You have left absolutely no chance to compiler to guess what is To. Thus, you need to specify it explicitly.
Also, lambda here needs to be passed by pointer.
Finally, this version compiles ok:
template<typename From, typename To>
void qux(const std::vector<From>&, To (*)(const From&)) { }
struct T { };
void foo(const std::vector<T>& ts) {
qux<T,int>(ts,[](const T&) { return 42; });
}
You're expecting both implicit type conversions (from unnamed function object type to function reference type) and template type deduction to happen. However, you can't have both, as you need to know the target type to find the suitable conversion sequence.
But it doesn't explain why it couldn't match the parameter.
Template deduction tries to match the types exactly. If the types cannot be deduced, deduction fails. Conversions are never considered.
In this expression:
qux(ts, [](const T&) { return 42; });
The type of the lambda expression is some unique, unnamed type. Whatever that type is, it is definitely not To(const From&) - so deduction fails.
If I make qux a non-template function, replacing From with T and To with int, it compiles.
That is not true. However, if the argument was a pointer to function rather than a reference to function, then it would be. This is because a lambda with no capture is implicitly convertible to the equivalent function pointer type. This conversion is allowed outside of the context of deduction.

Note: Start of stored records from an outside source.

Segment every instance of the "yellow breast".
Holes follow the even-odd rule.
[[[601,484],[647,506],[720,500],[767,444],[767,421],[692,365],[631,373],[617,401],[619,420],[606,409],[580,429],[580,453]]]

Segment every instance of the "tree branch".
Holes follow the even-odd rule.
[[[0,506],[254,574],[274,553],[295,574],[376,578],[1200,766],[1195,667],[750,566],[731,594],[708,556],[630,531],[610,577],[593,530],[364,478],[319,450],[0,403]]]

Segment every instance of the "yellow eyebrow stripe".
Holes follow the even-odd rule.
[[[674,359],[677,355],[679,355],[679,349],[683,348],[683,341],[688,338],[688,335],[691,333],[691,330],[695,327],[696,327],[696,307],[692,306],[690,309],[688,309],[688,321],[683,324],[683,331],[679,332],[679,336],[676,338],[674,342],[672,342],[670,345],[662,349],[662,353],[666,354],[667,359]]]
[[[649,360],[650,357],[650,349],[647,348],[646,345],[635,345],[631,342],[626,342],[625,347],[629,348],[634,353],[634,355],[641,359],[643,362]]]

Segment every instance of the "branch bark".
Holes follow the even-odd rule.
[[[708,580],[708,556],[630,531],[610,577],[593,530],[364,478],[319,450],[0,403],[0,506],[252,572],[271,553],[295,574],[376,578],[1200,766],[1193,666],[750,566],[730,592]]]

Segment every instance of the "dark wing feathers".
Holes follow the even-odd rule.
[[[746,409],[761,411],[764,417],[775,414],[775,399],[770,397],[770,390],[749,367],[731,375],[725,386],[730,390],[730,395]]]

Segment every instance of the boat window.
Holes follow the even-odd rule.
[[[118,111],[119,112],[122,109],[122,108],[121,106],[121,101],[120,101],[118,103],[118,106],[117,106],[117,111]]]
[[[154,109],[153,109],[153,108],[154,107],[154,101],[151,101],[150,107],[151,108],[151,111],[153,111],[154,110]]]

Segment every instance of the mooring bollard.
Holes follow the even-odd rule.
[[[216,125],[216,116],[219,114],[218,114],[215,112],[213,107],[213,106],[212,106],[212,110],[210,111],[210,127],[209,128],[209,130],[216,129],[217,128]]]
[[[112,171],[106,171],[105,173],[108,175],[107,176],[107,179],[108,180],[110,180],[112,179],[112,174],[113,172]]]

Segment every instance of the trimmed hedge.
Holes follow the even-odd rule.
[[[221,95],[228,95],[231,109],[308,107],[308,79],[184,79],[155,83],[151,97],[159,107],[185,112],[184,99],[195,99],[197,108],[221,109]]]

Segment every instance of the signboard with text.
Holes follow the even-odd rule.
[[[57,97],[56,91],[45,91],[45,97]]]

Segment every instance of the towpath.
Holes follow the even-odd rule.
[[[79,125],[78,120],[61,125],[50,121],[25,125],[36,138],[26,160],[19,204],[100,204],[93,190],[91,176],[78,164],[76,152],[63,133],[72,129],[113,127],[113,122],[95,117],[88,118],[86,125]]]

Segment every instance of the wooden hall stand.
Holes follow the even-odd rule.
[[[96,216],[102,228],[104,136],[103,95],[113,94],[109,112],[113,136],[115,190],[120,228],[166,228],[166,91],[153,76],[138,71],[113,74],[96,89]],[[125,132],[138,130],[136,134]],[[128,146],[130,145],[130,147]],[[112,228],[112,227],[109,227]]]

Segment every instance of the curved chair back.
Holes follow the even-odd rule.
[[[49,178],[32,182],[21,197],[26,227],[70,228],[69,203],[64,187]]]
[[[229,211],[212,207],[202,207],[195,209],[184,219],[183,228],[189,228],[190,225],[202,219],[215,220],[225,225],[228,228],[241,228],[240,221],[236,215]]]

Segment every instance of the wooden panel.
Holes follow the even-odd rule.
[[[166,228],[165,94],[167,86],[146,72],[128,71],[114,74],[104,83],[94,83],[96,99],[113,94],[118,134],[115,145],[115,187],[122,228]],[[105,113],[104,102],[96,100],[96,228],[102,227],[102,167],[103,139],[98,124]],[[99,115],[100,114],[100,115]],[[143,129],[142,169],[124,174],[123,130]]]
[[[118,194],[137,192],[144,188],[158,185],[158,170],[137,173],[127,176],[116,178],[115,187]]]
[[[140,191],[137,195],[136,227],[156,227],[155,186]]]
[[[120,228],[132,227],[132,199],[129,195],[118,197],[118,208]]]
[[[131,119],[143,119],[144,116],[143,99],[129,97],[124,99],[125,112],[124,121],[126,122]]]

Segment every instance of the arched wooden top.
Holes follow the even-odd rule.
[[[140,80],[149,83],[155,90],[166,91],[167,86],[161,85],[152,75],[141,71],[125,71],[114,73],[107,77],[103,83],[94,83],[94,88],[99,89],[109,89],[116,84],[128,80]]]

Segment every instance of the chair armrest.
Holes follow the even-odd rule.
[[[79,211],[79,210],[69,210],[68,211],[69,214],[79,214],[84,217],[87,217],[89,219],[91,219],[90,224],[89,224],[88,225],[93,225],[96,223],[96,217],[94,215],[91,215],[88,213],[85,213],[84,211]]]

template <class From, class To>
void func_tmpl(From(*)(To) ) { }
void func_normal(int(*)(int ) ) { }
func_tmpl([](int i){return i; }); // error
func_tmpl(+[](int i){return i; }); // ok, we force the conversion ourselves,
// the type of this expression can be deduced
func_normal([](int i){return i; }); // ok, implicit conversion
This is the same reason why this fails:
template <class T> void foo(std::function<T()> );
foo([]{ return 42; }); // error, this lambda is NOT a function<T()>
But this succeeds:
void bar(std::function<int()> );
bar([]{ return 42; }); // ok, this lambda is convertible to function<int()>
The preferred approach would be to deduce the type of the callable and pick out the result using std::result_of:
template <class From,
class F&&,
class To = std::result_of_t<F&&(From const&)>>
void qux(std::vector<From> const&, F&& );
Now you can pass your lambda, or function, or function object just fine.